Seaman ( believes the kayak has to meet certain needs to have an enjoyable and successful fly fishing trip. 

“I look for an open, non-cluttered cockpit area,” he said, explaining that the open area allows the fly line to remain free and untangled to allow ease of casting.

• Where to fly fish from the vessel. Fly fishing can take place in freshwater and saltwater and from both a sitting or standing position. The equipment and expertise needed depends on how you prefer to fish.

When fishing for sunfish such as bream and crappie, Seaman tends to mostly stand while fly fishing from a kayak. 

“I look for stability for standing and casting,” he said. 

Stability comes from both the kayak and the angler. More-stable kayaks have a greater width-to-length ratio. A kayak that is 36 inches wide is not necessarily more stable than one that is 33 inches wide, if the first one is 2 feet longer.

For ease of getting in position, a stand-up strap is quite handy. Many kayaks have them installed from the manufacturer, but they can be added easily.

Seaman also prefers a kayak that is easy to enter while in the water or near the shoreline, as he likes to wade-fish as well. This is hard to determine unless you have access to one by a friend or perhaps on a demo model in order to try out for yourself.

• Equipment.

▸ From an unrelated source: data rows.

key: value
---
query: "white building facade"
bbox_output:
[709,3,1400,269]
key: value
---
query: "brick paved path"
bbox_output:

Notice I skipped the sitting position? We will discuss that here. Fly-fishing has a nice following in saltwater, and not always in the flats. Yes, both large, open lakes and sounds and seas can get rough, and you have to be prepared, but a saltwater fly fisherman encounters high waves on a regular basis. This does not go well with trying to stand.

Still, stability is a key ingredient for a safe and successful trip. But as far as equipment goes, the fly fisherman has to think a little differently

On the back cast, a short fly rod can cause the line and lure to strike the surface of the water, resulting in a bad or no cast. A high seat position — if you kayak allows multiple heights — with a longer fly rod helps in keeping the line from getting wet before you want it to. Long casts require a long rod.

With a kayak, canoe or SUP, you can work your way closer to the fish than you normally can with a boat. This helps keep the casting distance to a minimum, meaning you are very capable of getting the fly near the fish if you prefer a sit-down approach.

So, are you ready to try a different angle on angling?